So that ends the story of my most memorable interview.

A Walk Around the Block

Due to various staff illnesses, injuries and days off yesterday, I was scheduled to be in the sorting room for 3 hours straight.  That much time in the room is exhausting and you really have to watch for repetitive stress injuries when you’re there so much.

One of my staff noticed that I’d been in the room for awhile and asked if I’d had dinner.  When I said no, she asked if I’d brought anything.  Well… no, but I brought some granola bars.  She ran out and grabbed some Chinese food – her treat!  So sweet!  I ate it in the room at the staff computer because it was slow.

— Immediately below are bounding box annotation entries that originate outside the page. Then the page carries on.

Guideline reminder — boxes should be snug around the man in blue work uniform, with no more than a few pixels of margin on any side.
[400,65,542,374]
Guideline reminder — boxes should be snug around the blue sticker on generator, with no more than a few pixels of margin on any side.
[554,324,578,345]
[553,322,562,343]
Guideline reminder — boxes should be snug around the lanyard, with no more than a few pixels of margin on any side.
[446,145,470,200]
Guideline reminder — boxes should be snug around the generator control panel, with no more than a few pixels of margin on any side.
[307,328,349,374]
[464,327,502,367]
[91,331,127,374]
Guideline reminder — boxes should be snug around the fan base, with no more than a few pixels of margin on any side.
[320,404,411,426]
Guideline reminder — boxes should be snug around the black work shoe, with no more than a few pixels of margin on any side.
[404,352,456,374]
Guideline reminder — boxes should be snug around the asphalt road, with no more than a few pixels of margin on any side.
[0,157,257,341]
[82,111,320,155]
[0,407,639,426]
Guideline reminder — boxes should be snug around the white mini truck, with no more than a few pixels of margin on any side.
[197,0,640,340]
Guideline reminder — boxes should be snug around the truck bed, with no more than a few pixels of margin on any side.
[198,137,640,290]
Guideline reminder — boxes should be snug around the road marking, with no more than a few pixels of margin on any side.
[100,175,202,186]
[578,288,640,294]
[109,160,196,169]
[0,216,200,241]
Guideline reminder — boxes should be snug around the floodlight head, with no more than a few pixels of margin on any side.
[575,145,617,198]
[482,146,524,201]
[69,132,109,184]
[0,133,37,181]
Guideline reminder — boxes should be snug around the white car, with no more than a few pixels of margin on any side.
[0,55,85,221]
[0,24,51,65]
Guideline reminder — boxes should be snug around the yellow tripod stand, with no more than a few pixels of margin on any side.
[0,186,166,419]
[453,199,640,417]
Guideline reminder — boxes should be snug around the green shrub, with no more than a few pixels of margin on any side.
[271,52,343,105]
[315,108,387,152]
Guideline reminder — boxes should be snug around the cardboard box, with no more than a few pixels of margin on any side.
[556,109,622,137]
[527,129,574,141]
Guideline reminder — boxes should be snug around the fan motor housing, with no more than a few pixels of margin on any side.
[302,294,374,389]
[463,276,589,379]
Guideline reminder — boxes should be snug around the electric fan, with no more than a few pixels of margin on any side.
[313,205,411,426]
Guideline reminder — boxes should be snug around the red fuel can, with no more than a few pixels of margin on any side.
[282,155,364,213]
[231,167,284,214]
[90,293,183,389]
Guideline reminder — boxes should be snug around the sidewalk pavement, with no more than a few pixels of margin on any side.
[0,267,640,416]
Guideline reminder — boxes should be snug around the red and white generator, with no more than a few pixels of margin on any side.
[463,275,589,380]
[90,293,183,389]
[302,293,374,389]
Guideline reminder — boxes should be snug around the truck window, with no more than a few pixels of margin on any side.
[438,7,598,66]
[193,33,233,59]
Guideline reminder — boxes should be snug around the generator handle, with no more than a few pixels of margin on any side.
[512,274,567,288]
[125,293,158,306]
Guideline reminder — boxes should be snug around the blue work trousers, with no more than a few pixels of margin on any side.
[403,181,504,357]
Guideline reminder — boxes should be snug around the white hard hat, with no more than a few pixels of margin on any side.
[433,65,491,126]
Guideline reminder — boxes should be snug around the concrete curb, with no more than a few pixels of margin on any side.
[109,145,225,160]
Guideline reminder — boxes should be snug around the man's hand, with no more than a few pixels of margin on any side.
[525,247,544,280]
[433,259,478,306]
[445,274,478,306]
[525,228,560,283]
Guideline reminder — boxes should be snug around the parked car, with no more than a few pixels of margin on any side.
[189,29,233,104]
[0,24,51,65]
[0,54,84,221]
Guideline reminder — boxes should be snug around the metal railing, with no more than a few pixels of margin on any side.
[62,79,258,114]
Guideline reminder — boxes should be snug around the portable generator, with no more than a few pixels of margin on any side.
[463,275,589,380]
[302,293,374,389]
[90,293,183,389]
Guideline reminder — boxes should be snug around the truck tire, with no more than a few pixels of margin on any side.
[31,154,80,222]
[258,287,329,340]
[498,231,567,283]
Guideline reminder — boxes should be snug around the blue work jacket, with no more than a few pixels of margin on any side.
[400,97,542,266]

Then an hour later she came back and asked if I’d had my 30 minute lunch break yet.  No, but that’s OK I’d been sitting a lot and it’d been quiet.  She kicked me out!  Told me to go!  When I protested she said “Don’t make me worry about you.  I’m going to pull the mom card.”  So I went for a walk since she’d been nice enough to bring me dinner earlier.

About half way around the block I looked towards the library and noticed 3 or 4 Sheriff’s cars with lights on.  I couldn’t tell if they were parked behind the drugstore or in front of the library, but I worried.  I worried even worse when I realized that I couldn’t take the shortcut path to get back quicker because it had been closed for construction.  I started by walking quicker, but the more I walked the more I worried until I started jogging.  I made it back to the library in no time only to discover that I worried for nothing.  The Sheriffs were at the drugstore.  I wasn’t out of breath or overly sweaty and the staff had no idea of my temporary worry/insanity.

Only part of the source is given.